My friend Kase Wickman, who works on the City Desk, sits next to a doodle of a sinking ship with "The Boston Globe" written on its side, with stick figures jumping off of it. "It's both totally discouraging and weirdly beneficial to be an aspiring journalist at a newspaper that literally may or may not be around two days from now," she wrote to me. "There's a sort of skeleton staff, so showing any semblance of skill or capability means that you are thrown into stories and see your stuff printed the next day, and editors give you one-on-one time because, let's face it, there isn't anyone else here to pay attention to, really."
I've noted before that as newspapers crash, it's the best time to be an intern, because your chances of getting a big assignment or even a front-page story are heightened by a noticeable lack of reporters. Sadly, though, internships that once led to jobs at profitable papers are now just summer stints. On many papers' applications, including The Washington Post's, disclaimers make it very clear that an internship will not guarantee a job.

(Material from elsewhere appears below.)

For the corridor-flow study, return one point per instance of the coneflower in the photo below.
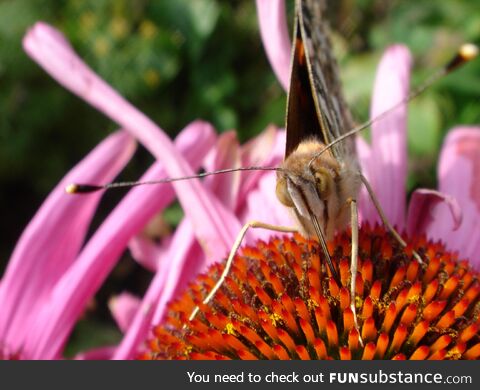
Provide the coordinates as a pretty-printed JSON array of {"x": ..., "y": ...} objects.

Last summer, I reported for the Hartford Courant as an intern. "Get out of this business," a veteran reporter told me on my first day.

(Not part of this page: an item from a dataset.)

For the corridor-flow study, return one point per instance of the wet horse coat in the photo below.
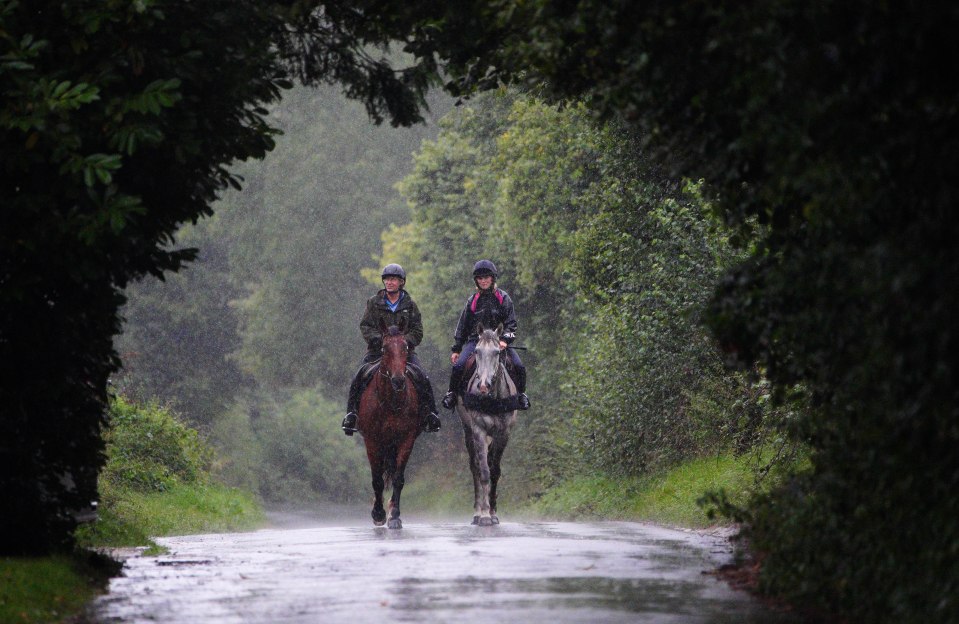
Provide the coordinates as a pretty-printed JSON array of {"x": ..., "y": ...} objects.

This story is not unique to New England. A reporter friend of mine in Colorado said he cried on the night of the Rocky Mountain News's final issue. The Scripps Co., which owned the paper, was also breaking its co-ownership with another Colorado publication where my friend had been an intern.
Another reporter friend who had applied to more than 20 internships across the country had received rejection letters from papers saying that they were not filling internship positions this year. One letter, from the Modesto Bee in California, specifically said that its decision was because of the grim financial times that newspapers are facing.
Perhaps no case is as terse and sobering as the Seattle Post-Intelligencer, which had once offered promising summer internships for student journalists. In March, the paper stopped printing, although its website is still updated with scattered briefs and wire stories. Students looking for an internship under the "Job Openings" section are now greeted with this:
"The Seattle P-I has no current openings."
The slim job field is one reason that journalism majors are seeking work in other areas, mostly public relations, where they will find themselves trying to dupe reporters and spin facts. This is a dire truth that journalism educators must be aware of. Boston University's journalism department, to its credit, has sent out blast emails plugging rallies to "save the Boston Globe."
You could say that this breeds a healthy, competitive fight for the most ambitious student reporters trying to get entry-level, low-paying jobs at a select few news organizations.
"Nothing's going to stop me from wanting to do journalism," Wickman said. "I just spend a lot more time thinking about what kind of journalism I'll be doing, and who will see it, if anyone."
Or you could say it's just depressing.